BOMB talks with Kyle Lucia Wu about her book, Win Me Something (Tin House: Norton), and “experiences that are pushed to the margins.”

The LA Review of Books has an interview with Amitav Ghosh about his book, The Nutmeg's Curse: Parables for a Planet in Crisis (Univ. of Chicago Pr.), and writing about empire and the climate crisis.

T&C talks with Julia Quinn about the just-published The Wit and Wisdom of Bridgerton: Lady Whistledown’s Official Guide (Avon), and other new projects.

NYT shares an interview with Thandiwe Newton, who has voiced a new Audible recording of Tolstoy’s War and Peace.

Entertainment Weekly shares details from Will Smith’s book, Will (Penguin Random House), including when Smith says Fresh Prince ‘jumped the shark.’ FoxNews also shares coverage on Smith’s new book. Plus, USA Today provides 5 takeaways from tje book.

People shares an exclusive first-look at Jamie Lynn Spears’ forthcoming memoir, Things I Should Have Said: Family, Fame, and Figuring it Out (Worthy Books), due out in January.

Louise Erdrich, The Sentence  (Harper), takes Elle's shelf life literary survey.

NYT has a feature on John E. Sarno’s 1991 release, Healing Back Pain: The Mind-Body Connection (Grand Central Life & Style: Hachette), and how pain and the brain are interconnected.

NYT features 4 newly published books.

LitHub has 19 books to get to know this week.

ElectricLit suggests 7 novels that grapple with illness.

The Seattle Times recommends six “audiobooks with symphonic storytelling.”

The Guardian shares the top 10 epics in fiction.

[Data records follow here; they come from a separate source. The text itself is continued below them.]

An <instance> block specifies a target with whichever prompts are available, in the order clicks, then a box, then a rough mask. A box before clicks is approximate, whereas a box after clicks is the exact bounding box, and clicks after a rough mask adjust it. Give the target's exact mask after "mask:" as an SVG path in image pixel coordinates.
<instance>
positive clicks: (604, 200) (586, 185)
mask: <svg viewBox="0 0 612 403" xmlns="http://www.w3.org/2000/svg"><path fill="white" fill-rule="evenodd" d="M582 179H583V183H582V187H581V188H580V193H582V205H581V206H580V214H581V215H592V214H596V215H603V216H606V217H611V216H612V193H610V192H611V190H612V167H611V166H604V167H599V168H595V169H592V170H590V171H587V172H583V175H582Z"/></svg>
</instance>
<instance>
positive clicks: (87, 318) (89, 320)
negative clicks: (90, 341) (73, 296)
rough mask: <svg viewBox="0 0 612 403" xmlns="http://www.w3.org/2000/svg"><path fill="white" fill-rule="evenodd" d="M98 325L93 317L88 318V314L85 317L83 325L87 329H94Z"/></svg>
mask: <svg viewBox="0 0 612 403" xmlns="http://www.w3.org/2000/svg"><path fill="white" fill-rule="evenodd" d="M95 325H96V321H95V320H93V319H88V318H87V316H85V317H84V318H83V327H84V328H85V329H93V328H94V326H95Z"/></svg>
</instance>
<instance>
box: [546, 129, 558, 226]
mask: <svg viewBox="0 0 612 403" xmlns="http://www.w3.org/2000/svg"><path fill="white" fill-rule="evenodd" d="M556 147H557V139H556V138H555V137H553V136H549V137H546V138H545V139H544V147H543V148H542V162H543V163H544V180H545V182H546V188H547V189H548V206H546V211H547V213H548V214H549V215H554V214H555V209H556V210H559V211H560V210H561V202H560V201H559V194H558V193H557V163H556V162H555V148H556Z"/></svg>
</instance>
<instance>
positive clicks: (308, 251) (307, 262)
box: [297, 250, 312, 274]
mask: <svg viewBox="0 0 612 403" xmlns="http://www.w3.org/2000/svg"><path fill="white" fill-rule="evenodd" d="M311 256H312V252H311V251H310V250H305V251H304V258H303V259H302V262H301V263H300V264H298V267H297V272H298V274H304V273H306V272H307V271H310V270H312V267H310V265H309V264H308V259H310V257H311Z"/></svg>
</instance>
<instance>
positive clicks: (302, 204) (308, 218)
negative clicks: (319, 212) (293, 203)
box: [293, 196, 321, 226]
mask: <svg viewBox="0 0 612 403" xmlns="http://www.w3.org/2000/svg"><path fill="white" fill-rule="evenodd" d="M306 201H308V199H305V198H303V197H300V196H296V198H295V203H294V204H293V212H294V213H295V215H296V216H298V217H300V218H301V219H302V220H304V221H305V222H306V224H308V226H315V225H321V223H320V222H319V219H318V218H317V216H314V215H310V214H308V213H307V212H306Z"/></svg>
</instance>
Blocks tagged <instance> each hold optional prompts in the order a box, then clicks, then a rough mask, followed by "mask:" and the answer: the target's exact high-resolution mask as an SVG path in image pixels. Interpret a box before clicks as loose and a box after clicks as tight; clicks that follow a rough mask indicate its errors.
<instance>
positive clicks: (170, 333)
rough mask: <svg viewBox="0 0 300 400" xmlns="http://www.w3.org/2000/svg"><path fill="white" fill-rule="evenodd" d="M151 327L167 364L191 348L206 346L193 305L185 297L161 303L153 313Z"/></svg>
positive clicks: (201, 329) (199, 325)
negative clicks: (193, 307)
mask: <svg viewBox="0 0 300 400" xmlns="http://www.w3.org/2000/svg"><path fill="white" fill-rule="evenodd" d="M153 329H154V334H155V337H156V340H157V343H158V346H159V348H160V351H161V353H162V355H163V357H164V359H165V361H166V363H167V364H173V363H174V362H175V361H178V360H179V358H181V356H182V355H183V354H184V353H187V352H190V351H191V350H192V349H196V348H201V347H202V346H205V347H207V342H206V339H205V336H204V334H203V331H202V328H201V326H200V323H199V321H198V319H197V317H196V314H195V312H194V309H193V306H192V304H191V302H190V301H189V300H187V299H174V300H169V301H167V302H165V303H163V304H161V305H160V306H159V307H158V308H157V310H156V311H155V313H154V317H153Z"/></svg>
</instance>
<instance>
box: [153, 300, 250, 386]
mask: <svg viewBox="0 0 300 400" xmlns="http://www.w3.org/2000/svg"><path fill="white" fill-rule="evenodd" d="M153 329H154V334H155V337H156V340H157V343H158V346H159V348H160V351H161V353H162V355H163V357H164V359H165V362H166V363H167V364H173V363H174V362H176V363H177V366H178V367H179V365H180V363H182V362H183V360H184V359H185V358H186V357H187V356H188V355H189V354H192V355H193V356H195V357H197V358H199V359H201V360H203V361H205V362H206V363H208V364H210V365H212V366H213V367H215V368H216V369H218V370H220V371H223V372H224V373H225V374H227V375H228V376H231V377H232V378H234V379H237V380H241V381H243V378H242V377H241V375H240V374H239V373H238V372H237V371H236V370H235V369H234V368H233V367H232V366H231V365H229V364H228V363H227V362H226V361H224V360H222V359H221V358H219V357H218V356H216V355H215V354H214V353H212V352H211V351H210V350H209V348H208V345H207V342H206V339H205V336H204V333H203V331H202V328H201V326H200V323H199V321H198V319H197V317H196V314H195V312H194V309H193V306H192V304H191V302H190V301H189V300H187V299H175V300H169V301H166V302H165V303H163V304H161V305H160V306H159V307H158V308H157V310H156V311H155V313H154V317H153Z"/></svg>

BookRiot offers reading pathways for fans of romance novelist Jackie Lau, and suggests terrible ideas for how to read less. Plus, side-quests to gamify your reading.

Authors On Air

Will Smith talks with Good Morning America about his newly published memoir, Will (Penguin Random House), his childhood trauma and unconventional marriage. 

NPR’s Book of the Day features Grady Hendrix’s The Final Girl Support Group (Berkley; LJ starred review). 

Dr. Michael Eric Dyson, Entertaining Race: Performing Blackness in America (St. Martin’s: Macmillan) will visit The Real tomorrow. Emily Ratajkowski, My Body (Metropolitan: Macmillan), will be on Watch What Happens Live, and Will Smith, Will (Penguin Random House), visits The Daily Show.